Maddy, played by Angelina Jolie, is a rank-and-file investment banker for a swanky Manhattan firm. City stress and loneliness keep her on what she calls her "cycle": every three years, she has a complete nervous breakdown. When we meet her, the voices in her head have told her to barricade herself in her West Village studio. Wearing three-week-old sweats, watching a VHS of The Invisible Man over and over, under the delusion that if she consumes only clear liquid she, too, will become invisible, she compulsively prowls internet dating sites like her life depends on finding a mate. Maybe it does.
We next meet Stu, another tricky role essayed by the always-nimble Brad Pitt. Stu does not have a profile on eHarmony. He doesn't own a computer. After a tragic accident with a band saw, he doesn't even have fingers. What he does have is a terrible acne flair up and low self-esteem. He has just gotten out of prison after serving six years of a ten year sentence for holding up a liquor store; his sentence was reduced when it was pointed out that he couldn't possibly have pulled the trigger.

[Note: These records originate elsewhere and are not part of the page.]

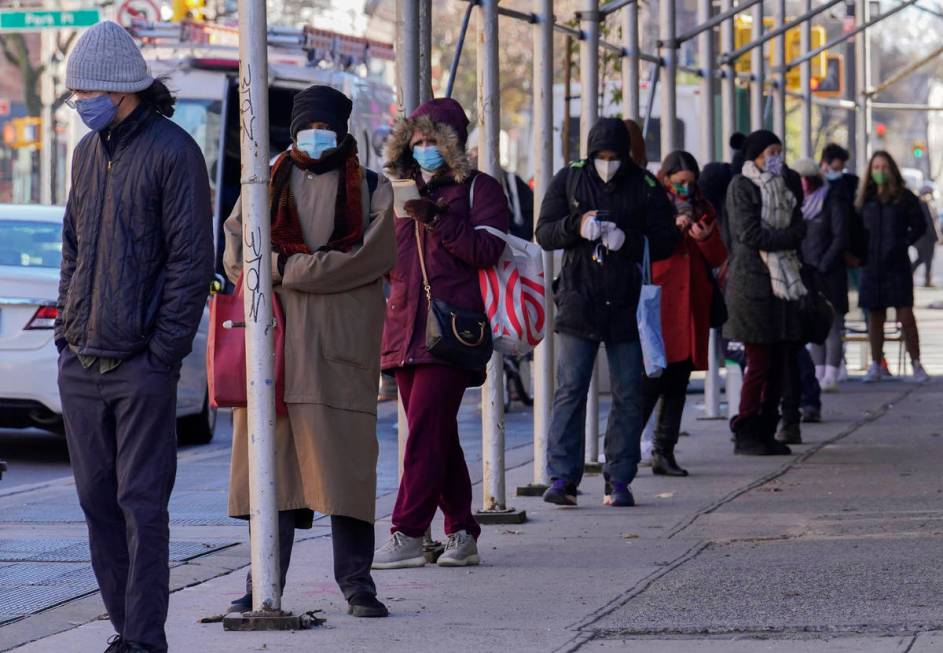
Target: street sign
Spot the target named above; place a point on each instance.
(33, 21)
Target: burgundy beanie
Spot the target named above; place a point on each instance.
(446, 111)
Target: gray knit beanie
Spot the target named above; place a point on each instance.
(106, 58)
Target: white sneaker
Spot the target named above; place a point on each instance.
(400, 552)
(874, 374)
(920, 375)
(460, 551)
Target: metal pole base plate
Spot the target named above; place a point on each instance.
(531, 490)
(268, 620)
(592, 468)
(509, 516)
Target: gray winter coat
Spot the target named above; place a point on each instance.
(755, 315)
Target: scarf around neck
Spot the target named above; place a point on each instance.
(776, 214)
(287, 236)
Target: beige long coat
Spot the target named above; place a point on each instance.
(326, 447)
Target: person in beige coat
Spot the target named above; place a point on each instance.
(332, 241)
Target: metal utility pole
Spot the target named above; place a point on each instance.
(589, 112)
(779, 80)
(260, 352)
(728, 84)
(706, 57)
(805, 76)
(495, 508)
(757, 69)
(631, 100)
(667, 20)
(543, 173)
(425, 50)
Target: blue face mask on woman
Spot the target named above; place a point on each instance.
(98, 112)
(428, 157)
(315, 142)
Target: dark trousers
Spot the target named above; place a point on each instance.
(434, 470)
(669, 391)
(768, 366)
(353, 541)
(121, 432)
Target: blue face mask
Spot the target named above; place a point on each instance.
(98, 112)
(315, 142)
(428, 157)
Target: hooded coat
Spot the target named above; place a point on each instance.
(599, 302)
(453, 249)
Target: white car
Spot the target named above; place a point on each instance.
(30, 252)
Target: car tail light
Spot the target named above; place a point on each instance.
(44, 318)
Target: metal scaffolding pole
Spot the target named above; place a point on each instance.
(805, 76)
(757, 67)
(425, 50)
(728, 84)
(779, 77)
(706, 57)
(543, 173)
(667, 21)
(492, 396)
(631, 100)
(589, 112)
(260, 346)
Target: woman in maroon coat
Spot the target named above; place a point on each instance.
(686, 291)
(429, 148)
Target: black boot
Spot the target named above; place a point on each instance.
(664, 463)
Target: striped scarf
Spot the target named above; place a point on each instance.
(778, 203)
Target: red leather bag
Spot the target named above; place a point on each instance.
(226, 352)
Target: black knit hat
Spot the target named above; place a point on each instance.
(321, 104)
(758, 141)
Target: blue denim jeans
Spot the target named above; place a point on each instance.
(566, 440)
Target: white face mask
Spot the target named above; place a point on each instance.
(606, 169)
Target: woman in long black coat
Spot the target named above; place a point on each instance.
(892, 216)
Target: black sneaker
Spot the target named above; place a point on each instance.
(367, 606)
(561, 493)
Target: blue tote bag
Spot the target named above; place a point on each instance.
(648, 316)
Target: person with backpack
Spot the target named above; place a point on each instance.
(602, 211)
(332, 243)
(690, 302)
(137, 263)
(440, 250)
(892, 216)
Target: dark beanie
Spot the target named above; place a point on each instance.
(320, 104)
(755, 143)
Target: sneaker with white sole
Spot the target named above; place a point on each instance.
(400, 552)
(460, 551)
(874, 374)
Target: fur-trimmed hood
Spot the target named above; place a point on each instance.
(400, 163)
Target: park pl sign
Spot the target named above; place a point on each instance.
(37, 20)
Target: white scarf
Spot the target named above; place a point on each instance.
(778, 204)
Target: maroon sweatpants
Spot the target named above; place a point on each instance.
(434, 469)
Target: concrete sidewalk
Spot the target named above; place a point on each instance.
(834, 549)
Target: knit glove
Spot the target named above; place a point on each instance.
(423, 210)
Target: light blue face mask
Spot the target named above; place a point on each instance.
(428, 157)
(315, 142)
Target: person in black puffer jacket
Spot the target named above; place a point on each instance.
(599, 211)
(894, 221)
(137, 262)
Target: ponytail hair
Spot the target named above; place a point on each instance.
(158, 97)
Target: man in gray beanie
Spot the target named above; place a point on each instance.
(137, 260)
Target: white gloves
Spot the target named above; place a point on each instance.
(613, 239)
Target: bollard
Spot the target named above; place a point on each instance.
(494, 509)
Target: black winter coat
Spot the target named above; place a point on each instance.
(886, 279)
(137, 243)
(755, 315)
(599, 302)
(824, 246)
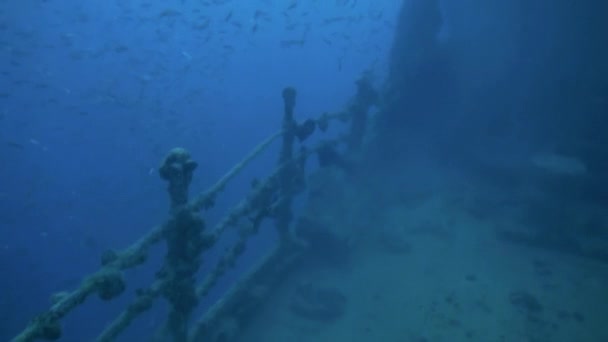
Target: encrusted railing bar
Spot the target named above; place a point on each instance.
(207, 198)
(143, 302)
(186, 239)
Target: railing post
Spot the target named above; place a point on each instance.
(283, 212)
(365, 98)
(185, 243)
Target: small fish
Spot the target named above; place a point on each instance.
(228, 16)
(15, 145)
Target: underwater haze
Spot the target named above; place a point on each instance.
(283, 170)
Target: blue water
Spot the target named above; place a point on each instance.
(94, 94)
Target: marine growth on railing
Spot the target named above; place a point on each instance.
(187, 237)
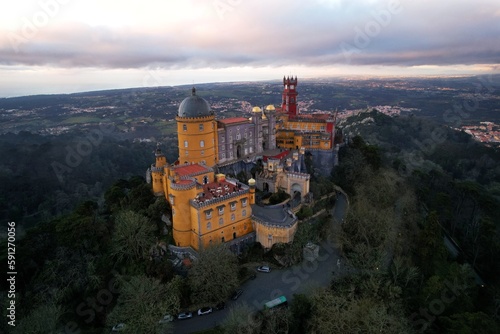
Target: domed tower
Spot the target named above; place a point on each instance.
(196, 131)
(289, 97)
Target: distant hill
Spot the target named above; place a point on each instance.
(150, 111)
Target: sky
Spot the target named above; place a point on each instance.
(65, 46)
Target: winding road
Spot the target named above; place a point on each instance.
(301, 278)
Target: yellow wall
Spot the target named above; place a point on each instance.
(188, 130)
(181, 218)
(241, 225)
(288, 134)
(157, 180)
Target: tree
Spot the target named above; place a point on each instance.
(132, 237)
(214, 275)
(301, 310)
(334, 313)
(43, 319)
(143, 302)
(468, 322)
(242, 320)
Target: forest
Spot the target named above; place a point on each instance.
(94, 247)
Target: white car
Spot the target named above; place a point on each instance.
(204, 310)
(166, 318)
(184, 315)
(264, 269)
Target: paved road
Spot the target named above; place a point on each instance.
(301, 278)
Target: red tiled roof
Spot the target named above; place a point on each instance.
(277, 156)
(233, 120)
(218, 189)
(190, 169)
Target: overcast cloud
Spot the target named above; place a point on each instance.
(126, 39)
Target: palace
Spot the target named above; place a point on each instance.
(210, 207)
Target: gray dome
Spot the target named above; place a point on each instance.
(194, 106)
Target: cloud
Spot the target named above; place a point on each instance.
(268, 34)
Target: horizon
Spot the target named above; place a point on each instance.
(189, 85)
(65, 47)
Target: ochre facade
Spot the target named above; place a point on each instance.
(210, 208)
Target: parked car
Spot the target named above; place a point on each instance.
(264, 269)
(204, 310)
(184, 315)
(118, 327)
(166, 318)
(236, 294)
(220, 306)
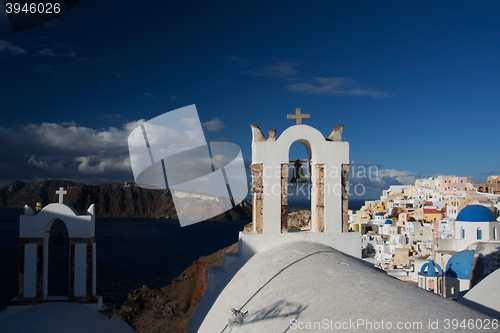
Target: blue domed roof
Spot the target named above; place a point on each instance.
(460, 265)
(433, 269)
(476, 213)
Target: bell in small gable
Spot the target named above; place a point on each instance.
(298, 174)
(58, 241)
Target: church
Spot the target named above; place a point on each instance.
(281, 279)
(311, 280)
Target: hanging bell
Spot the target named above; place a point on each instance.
(58, 241)
(298, 174)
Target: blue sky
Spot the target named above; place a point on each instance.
(416, 84)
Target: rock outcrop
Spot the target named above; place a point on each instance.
(111, 200)
(169, 309)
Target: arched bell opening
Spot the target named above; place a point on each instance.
(299, 188)
(56, 275)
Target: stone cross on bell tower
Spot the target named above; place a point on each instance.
(61, 193)
(329, 164)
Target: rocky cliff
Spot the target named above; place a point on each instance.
(169, 309)
(111, 200)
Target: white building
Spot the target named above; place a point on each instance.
(475, 223)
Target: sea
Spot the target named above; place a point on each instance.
(131, 252)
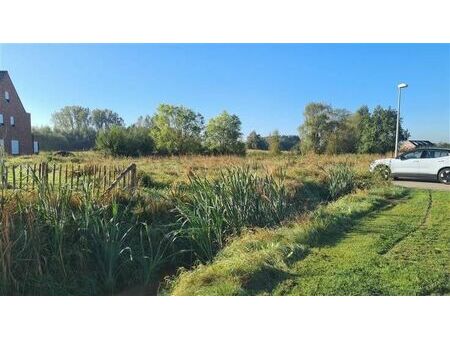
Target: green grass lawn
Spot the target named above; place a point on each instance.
(403, 250)
(367, 245)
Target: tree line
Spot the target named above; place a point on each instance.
(176, 130)
(171, 130)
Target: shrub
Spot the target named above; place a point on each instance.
(340, 180)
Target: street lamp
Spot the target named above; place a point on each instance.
(400, 87)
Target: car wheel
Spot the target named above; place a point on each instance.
(383, 171)
(444, 176)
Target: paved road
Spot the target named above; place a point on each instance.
(422, 185)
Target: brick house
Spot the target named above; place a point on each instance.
(15, 122)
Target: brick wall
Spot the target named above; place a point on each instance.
(21, 131)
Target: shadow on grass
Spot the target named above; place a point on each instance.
(265, 280)
(270, 278)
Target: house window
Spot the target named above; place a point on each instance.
(36, 147)
(14, 147)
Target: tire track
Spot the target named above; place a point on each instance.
(409, 233)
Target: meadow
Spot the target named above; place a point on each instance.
(187, 216)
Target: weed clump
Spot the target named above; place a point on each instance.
(340, 180)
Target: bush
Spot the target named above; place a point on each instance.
(340, 180)
(120, 141)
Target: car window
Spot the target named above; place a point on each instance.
(414, 154)
(428, 154)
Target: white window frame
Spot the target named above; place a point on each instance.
(36, 147)
(13, 143)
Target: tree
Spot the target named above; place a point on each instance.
(223, 133)
(289, 142)
(144, 121)
(176, 129)
(105, 119)
(74, 122)
(376, 131)
(72, 119)
(255, 141)
(274, 141)
(316, 127)
(50, 139)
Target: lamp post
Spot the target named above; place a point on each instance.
(400, 87)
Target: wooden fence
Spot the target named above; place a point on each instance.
(75, 177)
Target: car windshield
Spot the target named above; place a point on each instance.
(412, 155)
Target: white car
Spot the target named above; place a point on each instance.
(426, 163)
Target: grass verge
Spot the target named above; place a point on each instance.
(260, 260)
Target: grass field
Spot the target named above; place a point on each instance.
(226, 225)
(379, 244)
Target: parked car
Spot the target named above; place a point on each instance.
(423, 164)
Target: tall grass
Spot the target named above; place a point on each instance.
(67, 242)
(217, 209)
(341, 180)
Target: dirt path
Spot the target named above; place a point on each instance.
(398, 251)
(422, 185)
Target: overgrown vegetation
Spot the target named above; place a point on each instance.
(216, 210)
(121, 141)
(258, 262)
(67, 242)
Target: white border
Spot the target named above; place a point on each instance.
(224, 316)
(224, 21)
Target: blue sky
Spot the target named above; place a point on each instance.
(267, 85)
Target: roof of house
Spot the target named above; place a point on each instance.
(421, 143)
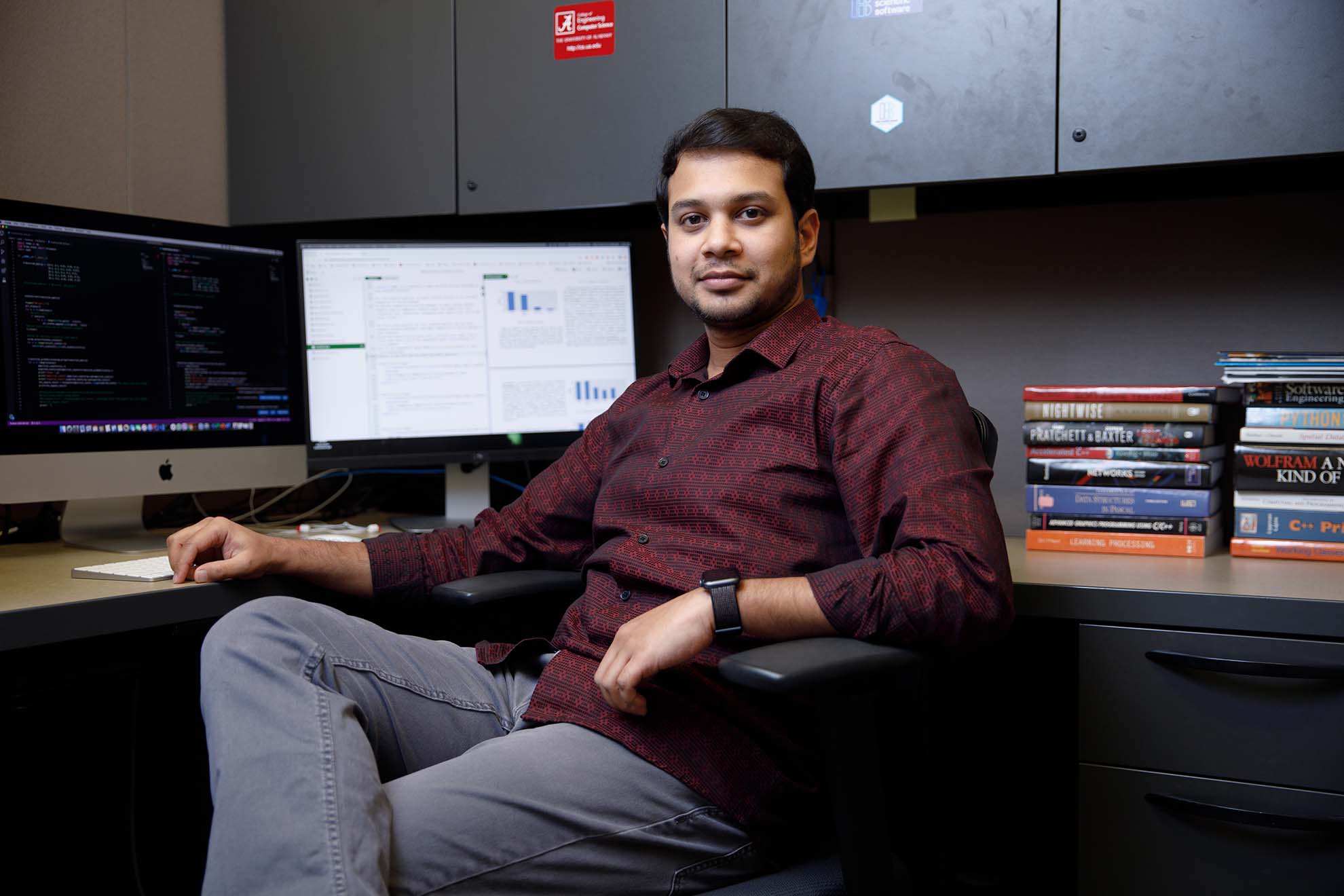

As everyone knows, the two most attractive people in a movie, regardless of the fact that Pitt's face is swathed in cotton bandages, are the perfect match. But if Maddy believes that all men are aliens from another dimension, and Stu spends all his time casing liquor stores in a black coat and sunglasses, how can these loony, leprous lovers even meet, let alone fall in love?
The answer comes in the form of Maddy's wisecracking friend Rhoda, played by Rosie O'Donnel. When she glimpses Stu's uniform under his black coat, Rhoda hits on a plan. She calls Pink Dot, and orders a fifth of voldka for Maddy's apartment, asking for the bandaged delivery boy who looks like Claude Rains in The Invisible Man . When Maddy sees Stu through the peephole, we hold our breath. Will she open the door?
Going to Pieces was co-created by husband-and-wife team Nora Ephron and Oliver Stone. Fresh off their success as children's' book authors, the pair searched for inspiration in sick joke books before being gobsmacked by what will surely be a $200 million plot. And in a unique double-blind experiment, Ephron wrote and directed all the female scenes while Stone, without consulting her, did all the male scenes.
Like Maddy and Stu, WFIU is also greater than the sum of its parts; but an important part of our success is you. We rely on the support of our listeners to continue to provide the theater and movie reviews and interviews, and all the other quality shows, you know and love. If you will do your part, we promise you won't have to listen to another gag review like this one until next year. Reviewing fake movies for WFIU, this is Peter Noble-Kuchera.